Co-creating a culture of peace
Thursday, December 11th, 2003
When we killed nine children in Afghanistan on Dec. 6, we were hunting a suspected Taliban leader with an A-10 Warthog attack jet.
Forget, for a moment, the bad intelligence that resulted in nine small raised gravesites adorned with children’s clothing pushing out of the rocky earth of southern Afghanistan, and simply consider the magnitude of overkill involved in this mission, and how it is a microcosm of the entire Bush administration war on terror.
In order to take out Mullah Wazir — described as a “junior mullah” and sought in connection with two killings and for “bragging loudly” about his terrorist ties — we dispatched a plane that could carry up to 16,000 pounds of ordnance, including Maverick and Sidewinder missiles, and was mounted with the GAU-8 Avenger seven-barrel cannon, an air-to-ground “soft target killer and tank buster” with depleted uranium-tipped ammo.
This was all to rid planet earth of a single human being — albeit a killer (maybe) and braggart. He may or may not have been where he was supposed to be on Saturday morning — the carnage was so great, we don’t know for sure if we got him — but we do know nine children were foolish enough to be playing in the vicinity, so we rid the world of them.
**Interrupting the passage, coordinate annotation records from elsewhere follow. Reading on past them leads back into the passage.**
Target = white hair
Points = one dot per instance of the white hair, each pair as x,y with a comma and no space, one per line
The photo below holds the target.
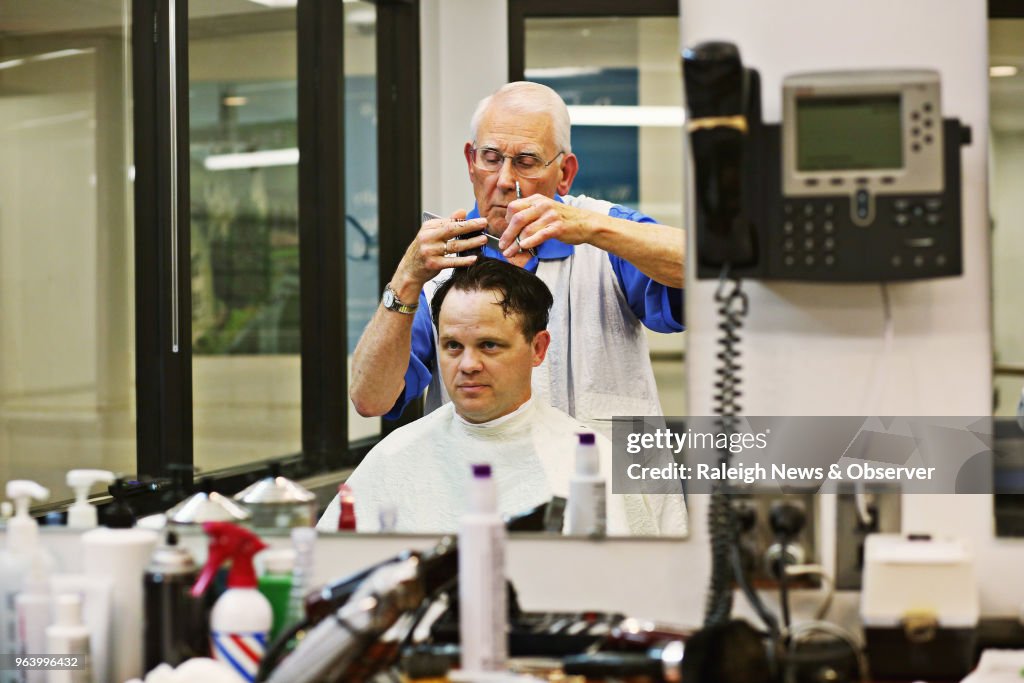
527,97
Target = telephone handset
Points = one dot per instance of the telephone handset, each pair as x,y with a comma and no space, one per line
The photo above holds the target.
723,101
859,182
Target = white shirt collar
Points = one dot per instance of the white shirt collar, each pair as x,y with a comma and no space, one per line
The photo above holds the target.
492,424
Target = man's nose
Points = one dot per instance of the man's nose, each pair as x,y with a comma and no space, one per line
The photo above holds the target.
506,175
469,361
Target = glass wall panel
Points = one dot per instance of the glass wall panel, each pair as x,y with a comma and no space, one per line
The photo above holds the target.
622,80
245,257
361,230
1006,45
67,307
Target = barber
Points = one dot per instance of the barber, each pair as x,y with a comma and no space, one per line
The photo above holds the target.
611,270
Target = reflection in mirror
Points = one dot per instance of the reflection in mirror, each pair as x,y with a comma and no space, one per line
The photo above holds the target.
1007,118
67,315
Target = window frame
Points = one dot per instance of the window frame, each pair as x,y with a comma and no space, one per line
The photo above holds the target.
520,10
164,430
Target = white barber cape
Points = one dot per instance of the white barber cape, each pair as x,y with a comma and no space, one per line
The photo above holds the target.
423,470
598,365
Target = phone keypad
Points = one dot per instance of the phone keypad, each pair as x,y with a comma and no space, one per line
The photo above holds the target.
906,236
809,235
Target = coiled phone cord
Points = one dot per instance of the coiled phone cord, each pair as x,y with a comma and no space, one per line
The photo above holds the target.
723,525
732,304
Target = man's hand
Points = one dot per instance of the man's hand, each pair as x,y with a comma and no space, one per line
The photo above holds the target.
430,252
655,250
537,218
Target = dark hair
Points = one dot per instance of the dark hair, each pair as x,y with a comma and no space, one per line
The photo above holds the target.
522,293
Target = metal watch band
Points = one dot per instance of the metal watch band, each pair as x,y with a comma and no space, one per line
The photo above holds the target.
392,302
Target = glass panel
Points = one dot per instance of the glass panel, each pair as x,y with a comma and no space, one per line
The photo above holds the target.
361,287
245,239
67,308
1006,40
631,155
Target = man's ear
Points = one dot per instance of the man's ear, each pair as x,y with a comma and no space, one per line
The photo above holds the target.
468,153
541,342
568,168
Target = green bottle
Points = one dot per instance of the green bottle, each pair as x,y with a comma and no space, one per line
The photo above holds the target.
275,585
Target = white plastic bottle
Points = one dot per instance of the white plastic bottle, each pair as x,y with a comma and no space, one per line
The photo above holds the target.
482,600
68,636
241,620
587,505
81,514
22,563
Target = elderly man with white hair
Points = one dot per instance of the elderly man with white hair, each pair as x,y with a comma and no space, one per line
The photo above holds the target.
611,269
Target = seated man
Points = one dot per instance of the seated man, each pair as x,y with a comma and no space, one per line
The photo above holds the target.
491,319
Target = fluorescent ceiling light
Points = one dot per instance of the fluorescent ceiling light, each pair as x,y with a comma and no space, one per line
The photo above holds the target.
58,54
617,115
45,56
1001,71
283,3
288,157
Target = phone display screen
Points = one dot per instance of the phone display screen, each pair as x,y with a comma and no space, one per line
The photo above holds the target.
849,133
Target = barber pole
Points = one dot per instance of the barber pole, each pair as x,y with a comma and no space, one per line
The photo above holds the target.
243,650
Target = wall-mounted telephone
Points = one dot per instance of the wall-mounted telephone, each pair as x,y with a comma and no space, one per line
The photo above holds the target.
859,182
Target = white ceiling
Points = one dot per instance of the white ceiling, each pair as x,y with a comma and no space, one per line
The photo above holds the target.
1006,46
26,17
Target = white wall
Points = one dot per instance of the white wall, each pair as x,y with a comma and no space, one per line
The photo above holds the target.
1008,251
457,71
814,349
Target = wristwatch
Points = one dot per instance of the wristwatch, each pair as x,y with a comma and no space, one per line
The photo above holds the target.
392,302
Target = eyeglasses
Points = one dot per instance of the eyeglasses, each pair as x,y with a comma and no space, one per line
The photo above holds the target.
525,165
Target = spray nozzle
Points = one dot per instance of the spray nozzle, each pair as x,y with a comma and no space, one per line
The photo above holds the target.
81,514
23,530
23,492
346,512
588,460
229,541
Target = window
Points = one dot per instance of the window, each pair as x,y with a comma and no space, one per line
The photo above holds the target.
67,321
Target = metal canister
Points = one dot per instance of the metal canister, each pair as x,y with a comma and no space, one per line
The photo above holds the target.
278,502
176,628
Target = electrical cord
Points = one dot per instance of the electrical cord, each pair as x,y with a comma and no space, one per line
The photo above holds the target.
816,570
798,634
783,588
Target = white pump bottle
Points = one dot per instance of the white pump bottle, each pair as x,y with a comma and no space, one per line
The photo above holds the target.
25,567
81,514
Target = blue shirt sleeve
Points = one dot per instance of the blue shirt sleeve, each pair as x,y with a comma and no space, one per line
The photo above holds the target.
658,306
420,360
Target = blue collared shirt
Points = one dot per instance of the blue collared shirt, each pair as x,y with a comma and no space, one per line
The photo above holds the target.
657,306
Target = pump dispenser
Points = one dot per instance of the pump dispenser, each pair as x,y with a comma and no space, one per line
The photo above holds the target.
118,514
25,570
482,598
81,514
242,616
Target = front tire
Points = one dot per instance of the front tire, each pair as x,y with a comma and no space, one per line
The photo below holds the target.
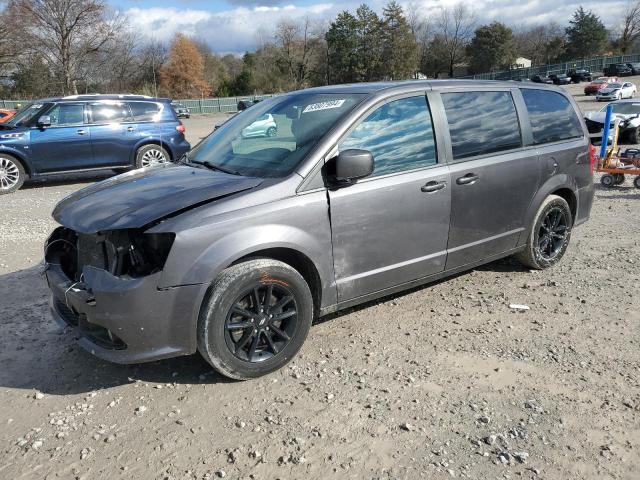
549,235
151,155
255,318
12,174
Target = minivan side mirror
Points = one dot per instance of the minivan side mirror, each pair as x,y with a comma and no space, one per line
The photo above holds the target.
44,121
352,165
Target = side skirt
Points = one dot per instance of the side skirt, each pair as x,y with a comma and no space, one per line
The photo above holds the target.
414,283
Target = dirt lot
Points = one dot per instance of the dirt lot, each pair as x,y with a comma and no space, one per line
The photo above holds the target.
444,381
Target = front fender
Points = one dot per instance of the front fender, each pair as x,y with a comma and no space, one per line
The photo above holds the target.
551,185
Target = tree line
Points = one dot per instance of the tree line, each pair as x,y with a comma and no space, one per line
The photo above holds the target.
58,47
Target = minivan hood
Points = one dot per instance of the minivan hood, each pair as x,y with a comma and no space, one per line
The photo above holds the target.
137,198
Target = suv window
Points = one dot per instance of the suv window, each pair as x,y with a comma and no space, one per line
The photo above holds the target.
481,123
144,111
399,134
111,112
67,114
552,116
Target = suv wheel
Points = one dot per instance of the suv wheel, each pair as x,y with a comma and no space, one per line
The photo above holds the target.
151,155
255,318
549,236
12,174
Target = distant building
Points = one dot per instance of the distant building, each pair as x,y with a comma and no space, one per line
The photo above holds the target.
521,62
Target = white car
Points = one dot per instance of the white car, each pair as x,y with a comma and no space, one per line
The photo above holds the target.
264,126
627,111
616,91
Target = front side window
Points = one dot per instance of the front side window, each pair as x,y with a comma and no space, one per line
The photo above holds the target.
109,112
398,134
271,138
145,111
552,116
67,114
481,123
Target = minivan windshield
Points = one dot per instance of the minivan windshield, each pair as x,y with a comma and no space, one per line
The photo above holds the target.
26,114
271,138
624,108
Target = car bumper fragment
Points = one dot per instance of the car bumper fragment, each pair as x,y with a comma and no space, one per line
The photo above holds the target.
125,320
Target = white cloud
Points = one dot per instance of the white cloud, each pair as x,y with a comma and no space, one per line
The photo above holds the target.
237,29
234,30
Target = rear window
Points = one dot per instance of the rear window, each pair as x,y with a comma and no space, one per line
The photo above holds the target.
146,111
552,116
481,123
109,112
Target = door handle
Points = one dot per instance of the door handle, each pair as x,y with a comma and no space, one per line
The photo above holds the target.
467,179
433,186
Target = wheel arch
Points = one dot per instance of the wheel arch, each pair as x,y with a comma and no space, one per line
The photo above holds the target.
296,260
20,158
154,141
562,185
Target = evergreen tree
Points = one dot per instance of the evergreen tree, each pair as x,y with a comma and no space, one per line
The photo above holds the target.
370,43
586,35
342,46
400,50
491,48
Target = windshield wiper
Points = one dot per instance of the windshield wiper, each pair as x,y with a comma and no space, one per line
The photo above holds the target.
212,166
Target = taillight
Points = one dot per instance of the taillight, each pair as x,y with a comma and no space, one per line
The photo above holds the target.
592,159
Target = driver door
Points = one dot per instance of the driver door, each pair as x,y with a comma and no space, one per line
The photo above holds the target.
65,144
392,227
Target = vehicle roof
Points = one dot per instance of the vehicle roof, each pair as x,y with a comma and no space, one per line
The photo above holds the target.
94,97
375,87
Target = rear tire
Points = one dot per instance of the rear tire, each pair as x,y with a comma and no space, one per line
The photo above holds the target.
151,155
549,235
12,174
255,318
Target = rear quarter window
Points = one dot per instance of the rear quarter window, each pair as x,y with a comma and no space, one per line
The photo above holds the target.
552,116
481,123
145,111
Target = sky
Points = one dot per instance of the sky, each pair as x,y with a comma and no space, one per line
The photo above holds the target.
236,26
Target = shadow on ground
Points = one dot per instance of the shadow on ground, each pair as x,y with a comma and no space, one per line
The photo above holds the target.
36,354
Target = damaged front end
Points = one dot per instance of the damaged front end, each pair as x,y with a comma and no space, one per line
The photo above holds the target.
105,285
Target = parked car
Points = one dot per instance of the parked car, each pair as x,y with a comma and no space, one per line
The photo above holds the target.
244,104
235,251
6,114
542,79
263,126
627,111
88,132
599,83
618,70
560,79
635,68
181,110
616,91
580,75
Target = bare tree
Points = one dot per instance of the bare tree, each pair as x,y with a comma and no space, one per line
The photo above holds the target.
630,28
455,28
296,44
68,33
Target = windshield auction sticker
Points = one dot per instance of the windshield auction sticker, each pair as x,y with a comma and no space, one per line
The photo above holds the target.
316,107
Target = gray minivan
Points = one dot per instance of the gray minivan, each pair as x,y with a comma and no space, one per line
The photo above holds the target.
362,190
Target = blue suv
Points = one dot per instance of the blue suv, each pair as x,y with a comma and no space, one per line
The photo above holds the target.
88,132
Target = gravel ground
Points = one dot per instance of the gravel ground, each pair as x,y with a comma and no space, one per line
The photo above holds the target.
440,382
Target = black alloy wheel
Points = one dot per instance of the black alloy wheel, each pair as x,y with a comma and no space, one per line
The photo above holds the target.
552,233
261,322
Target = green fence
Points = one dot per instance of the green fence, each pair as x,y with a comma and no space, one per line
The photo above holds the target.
596,64
200,105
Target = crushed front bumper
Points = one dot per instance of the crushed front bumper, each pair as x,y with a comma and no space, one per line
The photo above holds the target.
125,320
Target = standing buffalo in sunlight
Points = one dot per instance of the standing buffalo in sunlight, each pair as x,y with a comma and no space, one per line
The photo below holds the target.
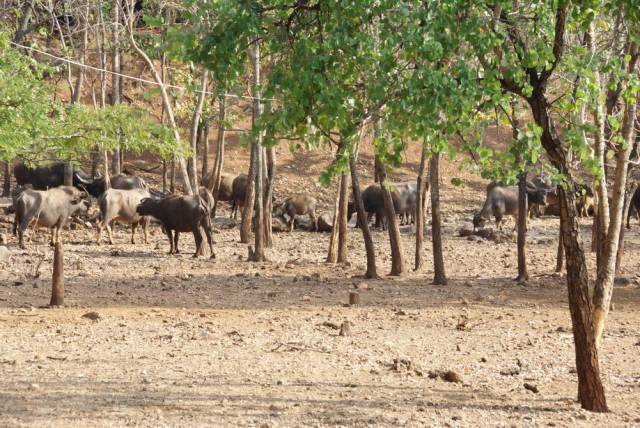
120,205
49,208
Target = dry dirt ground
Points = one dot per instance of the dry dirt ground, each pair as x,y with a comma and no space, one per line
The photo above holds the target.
183,342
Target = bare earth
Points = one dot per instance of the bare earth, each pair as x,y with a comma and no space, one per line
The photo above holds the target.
183,342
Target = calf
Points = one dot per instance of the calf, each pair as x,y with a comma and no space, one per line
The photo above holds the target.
180,214
298,205
49,208
120,205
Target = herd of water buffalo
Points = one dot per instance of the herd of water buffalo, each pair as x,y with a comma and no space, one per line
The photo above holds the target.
41,199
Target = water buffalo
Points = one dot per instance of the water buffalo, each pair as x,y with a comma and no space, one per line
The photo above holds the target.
120,205
49,208
298,205
42,177
403,196
180,214
503,200
96,186
238,193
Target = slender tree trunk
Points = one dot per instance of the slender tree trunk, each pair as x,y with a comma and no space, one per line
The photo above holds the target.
257,255
560,253
439,276
6,185
165,96
366,233
420,184
332,254
627,202
397,262
204,143
523,275
57,279
343,230
219,162
68,173
115,79
23,26
195,125
268,201
604,282
590,389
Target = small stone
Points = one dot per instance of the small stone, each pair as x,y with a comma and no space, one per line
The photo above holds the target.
93,316
345,329
362,286
451,376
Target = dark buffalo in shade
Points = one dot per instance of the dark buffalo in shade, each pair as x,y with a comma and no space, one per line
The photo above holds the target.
298,205
403,196
502,200
180,214
49,208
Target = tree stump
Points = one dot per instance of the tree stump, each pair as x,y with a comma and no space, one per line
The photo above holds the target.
57,280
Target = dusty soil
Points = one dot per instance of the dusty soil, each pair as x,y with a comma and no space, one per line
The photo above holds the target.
184,342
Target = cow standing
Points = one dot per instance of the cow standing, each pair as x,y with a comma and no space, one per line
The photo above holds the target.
49,208
120,205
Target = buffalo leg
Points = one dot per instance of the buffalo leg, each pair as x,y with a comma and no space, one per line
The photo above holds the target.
314,220
175,242
197,236
169,233
133,232
145,223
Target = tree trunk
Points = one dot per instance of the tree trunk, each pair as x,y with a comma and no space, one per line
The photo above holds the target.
195,125
590,389
268,209
68,173
257,255
332,254
439,276
627,202
343,203
604,282
204,143
364,226
57,279
6,185
188,188
23,26
523,276
219,162
560,253
420,184
115,79
397,262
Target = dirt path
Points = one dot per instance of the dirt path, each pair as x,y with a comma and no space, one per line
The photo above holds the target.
183,342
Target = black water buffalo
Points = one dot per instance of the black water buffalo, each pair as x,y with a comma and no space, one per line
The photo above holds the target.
49,208
120,205
180,214
298,205
403,196
502,200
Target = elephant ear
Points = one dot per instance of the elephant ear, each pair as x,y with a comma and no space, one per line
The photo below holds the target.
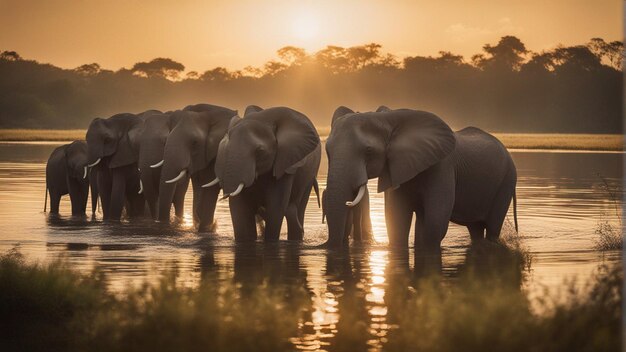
124,154
296,138
252,109
216,134
129,127
339,112
419,140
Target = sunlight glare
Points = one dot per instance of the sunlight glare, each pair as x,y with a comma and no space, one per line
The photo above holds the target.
305,26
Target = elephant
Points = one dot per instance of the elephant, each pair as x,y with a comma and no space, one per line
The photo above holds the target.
266,165
467,177
111,154
190,152
358,221
150,144
67,173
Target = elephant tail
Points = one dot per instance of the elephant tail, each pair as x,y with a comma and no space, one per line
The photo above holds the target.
316,187
515,211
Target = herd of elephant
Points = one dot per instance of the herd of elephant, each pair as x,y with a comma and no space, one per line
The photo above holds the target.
266,164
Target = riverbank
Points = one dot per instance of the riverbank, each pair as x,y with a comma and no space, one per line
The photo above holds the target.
610,142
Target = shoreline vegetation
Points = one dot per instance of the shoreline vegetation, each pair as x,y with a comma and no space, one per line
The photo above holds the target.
565,141
50,306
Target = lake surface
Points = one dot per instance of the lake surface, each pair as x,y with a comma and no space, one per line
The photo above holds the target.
562,196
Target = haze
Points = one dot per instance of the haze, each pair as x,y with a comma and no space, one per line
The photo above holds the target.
234,34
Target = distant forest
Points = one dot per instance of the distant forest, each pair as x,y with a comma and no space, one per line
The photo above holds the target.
505,88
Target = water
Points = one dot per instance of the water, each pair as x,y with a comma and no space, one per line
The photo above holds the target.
562,196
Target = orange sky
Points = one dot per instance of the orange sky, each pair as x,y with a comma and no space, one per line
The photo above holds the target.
237,33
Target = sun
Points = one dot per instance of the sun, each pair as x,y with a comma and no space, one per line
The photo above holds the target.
305,26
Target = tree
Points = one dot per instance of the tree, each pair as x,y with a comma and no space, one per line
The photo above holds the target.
271,68
192,75
88,69
159,67
363,55
10,56
507,55
334,58
219,74
612,52
291,55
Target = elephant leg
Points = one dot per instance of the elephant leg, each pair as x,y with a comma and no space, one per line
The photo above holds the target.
366,220
118,195
77,197
437,205
398,216
277,196
242,213
349,226
179,197
196,204
55,200
207,208
304,201
357,229
105,186
477,231
500,207
93,185
295,232
419,229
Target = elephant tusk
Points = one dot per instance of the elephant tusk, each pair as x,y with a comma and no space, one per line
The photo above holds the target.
237,191
177,178
358,198
95,163
159,164
212,183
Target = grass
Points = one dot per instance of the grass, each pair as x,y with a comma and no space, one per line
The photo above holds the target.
50,307
25,135
609,235
612,142
485,313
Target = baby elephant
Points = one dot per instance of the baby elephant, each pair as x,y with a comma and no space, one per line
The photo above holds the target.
67,173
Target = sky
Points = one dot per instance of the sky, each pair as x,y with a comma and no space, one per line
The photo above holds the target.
237,33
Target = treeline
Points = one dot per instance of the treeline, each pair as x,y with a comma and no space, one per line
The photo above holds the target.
505,88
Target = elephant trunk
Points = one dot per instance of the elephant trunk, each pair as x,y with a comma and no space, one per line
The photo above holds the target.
176,159
238,172
150,181
336,215
166,196
345,180
93,184
95,154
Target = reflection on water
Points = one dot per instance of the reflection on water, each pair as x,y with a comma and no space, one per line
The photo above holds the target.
561,198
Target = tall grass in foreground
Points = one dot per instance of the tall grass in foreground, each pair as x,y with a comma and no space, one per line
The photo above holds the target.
609,234
50,307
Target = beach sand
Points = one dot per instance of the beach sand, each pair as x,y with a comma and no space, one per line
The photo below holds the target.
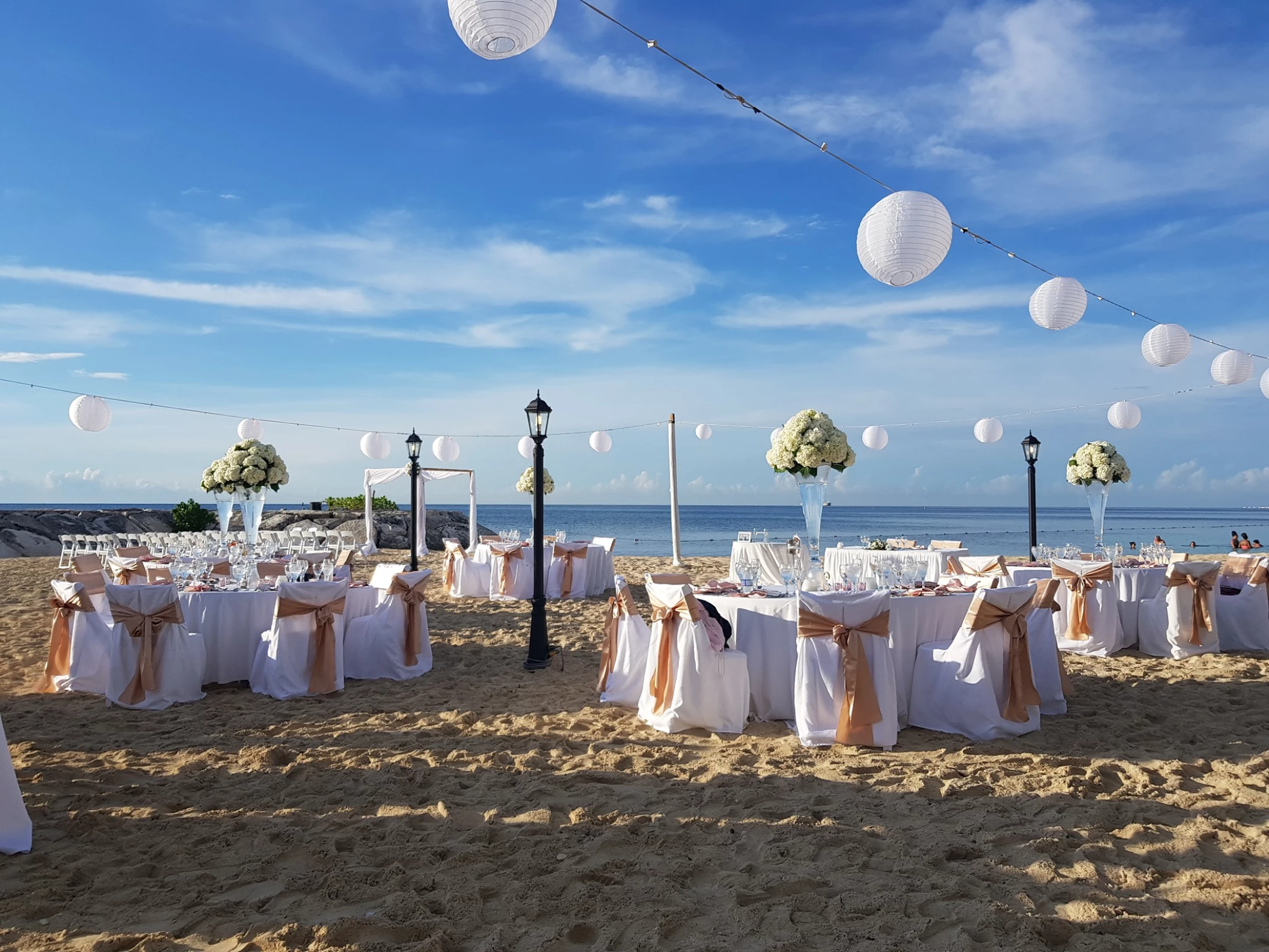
481,808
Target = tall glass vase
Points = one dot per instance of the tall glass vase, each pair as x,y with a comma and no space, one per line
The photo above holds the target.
253,508
813,490
1098,494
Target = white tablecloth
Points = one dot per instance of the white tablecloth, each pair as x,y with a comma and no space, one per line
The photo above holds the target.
768,555
232,624
599,565
936,560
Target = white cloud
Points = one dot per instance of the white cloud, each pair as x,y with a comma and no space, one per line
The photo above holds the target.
27,357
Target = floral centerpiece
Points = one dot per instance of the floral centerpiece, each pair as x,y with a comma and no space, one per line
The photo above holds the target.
1097,466
247,471
808,446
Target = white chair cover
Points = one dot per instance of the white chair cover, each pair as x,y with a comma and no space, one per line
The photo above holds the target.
469,578
1166,624
14,821
284,657
820,686
707,689
1102,609
375,644
1243,620
91,640
625,626
962,686
179,654
521,573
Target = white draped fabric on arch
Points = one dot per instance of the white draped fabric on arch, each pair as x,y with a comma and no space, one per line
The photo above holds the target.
377,478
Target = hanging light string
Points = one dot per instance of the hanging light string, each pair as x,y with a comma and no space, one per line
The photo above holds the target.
824,149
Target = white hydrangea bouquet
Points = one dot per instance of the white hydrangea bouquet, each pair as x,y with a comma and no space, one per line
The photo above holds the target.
1097,461
249,465
526,483
808,442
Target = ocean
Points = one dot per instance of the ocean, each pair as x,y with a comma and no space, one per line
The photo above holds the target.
710,530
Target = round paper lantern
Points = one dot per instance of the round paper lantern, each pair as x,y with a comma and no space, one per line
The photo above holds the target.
989,429
444,449
495,29
250,429
376,446
1059,304
1166,345
904,238
1232,367
876,437
1123,416
90,414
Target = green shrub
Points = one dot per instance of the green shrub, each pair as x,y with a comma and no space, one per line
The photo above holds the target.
381,503
191,517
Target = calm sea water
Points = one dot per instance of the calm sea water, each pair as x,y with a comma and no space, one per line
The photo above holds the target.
708,530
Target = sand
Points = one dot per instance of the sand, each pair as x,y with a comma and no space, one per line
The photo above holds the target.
481,808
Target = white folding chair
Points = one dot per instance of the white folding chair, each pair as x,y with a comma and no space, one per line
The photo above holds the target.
304,651
384,645
624,659
688,683
1181,621
965,686
1088,601
835,702
178,657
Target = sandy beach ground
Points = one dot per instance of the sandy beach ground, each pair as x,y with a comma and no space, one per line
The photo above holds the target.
481,808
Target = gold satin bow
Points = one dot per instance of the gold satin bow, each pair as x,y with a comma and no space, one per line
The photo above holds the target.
1022,686
859,707
145,627
660,686
59,663
321,680
570,553
413,597
1078,627
1201,615
618,606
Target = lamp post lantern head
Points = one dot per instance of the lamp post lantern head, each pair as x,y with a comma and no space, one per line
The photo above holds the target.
538,414
1031,449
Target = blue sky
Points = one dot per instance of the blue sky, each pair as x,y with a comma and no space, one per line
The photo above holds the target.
336,213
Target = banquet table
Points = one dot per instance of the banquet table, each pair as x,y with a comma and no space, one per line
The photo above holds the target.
936,560
769,557
232,624
599,565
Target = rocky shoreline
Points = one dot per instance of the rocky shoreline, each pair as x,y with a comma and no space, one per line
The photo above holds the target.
33,532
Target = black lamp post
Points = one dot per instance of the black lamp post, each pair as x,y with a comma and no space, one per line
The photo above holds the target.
539,650
414,444
1031,452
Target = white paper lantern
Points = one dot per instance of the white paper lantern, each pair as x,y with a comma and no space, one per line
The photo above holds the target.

At this point, those of us who read such stories closely require a great deal more from our news sources than we get — not so much more facts and perspective, though that would help, but rather something I want to call soul-searching. If that’s too much to ask for, however, I’d settle for incredulity, a.k.a., skepticism, a quality selectively missing from mainstream, embedded reporting.
Such reporting would begin, perhaps, with the question: Who the hell do we think we are?
We don’t just get to take children out with air-to-ground missile strikes, apologize and continue pursuing the same single-minded strategy — a strategy that the U.S. itself acknowledges resulted, prior to Dec. 6, in the deaths of 123 Afghan civilians due sheerly to bombing errors.
I know of no ongoing tally of Afghan civilian dead since we invaded the country two-plus years ago, but our war games in Iraq thus far have netted a tally of between 8,000 and 10,000 civilian dead, according to Iraq Body Count. And these are just the dead directly attributable to military action; there aren’t even estimates for the number of casualties from, for instance, curable and war-related diseases.
Nor are there estimates of how many people’s attitudes in the occupied countries have been hardened against us, due to rage, grief and ongoing humiliation.
“Civilians shot back at the Americans,” a 30-year-old man, who was wounded by shrapnel in the recent battle of Samarra, was quoted as saying. “They claim we are terrorists. So OK, we are terrorists. What do they expect when they drive among us?”
In that battle, the most significant controversy is not how many guerillas we killed but whether, as even our own media have suggested, U.S. troops fired wildly, indiscriminately and “hysterically” into residential areas during the ambush, and sustained the shelling of such “soft targets” as schools and mosques — and even the local hospital — long after the guerillas had slipped away.
Skeptical reporting would topple this war.
Such reporting, while backing away from the PR gimmickry of Karl Rove (the “turkey” Bush served to a few photogenic troops at the Baghdad airport on Thanksgiving morning was fake), might actually regard something like the recent action of Paul Bremer, illegal under international law, privatizing virtually all of Iraq’s infrastructure — known as Order 39 — as newsworthy. “Iraq is not America’s to sell,” wrote The Nation columnist Naomi Klein, one of the few journalists to publicize this secret giveaway to well-connected corporations such as Halliburton and Bechtel.
But apparently she’s wrong. The whole country is just another soft target.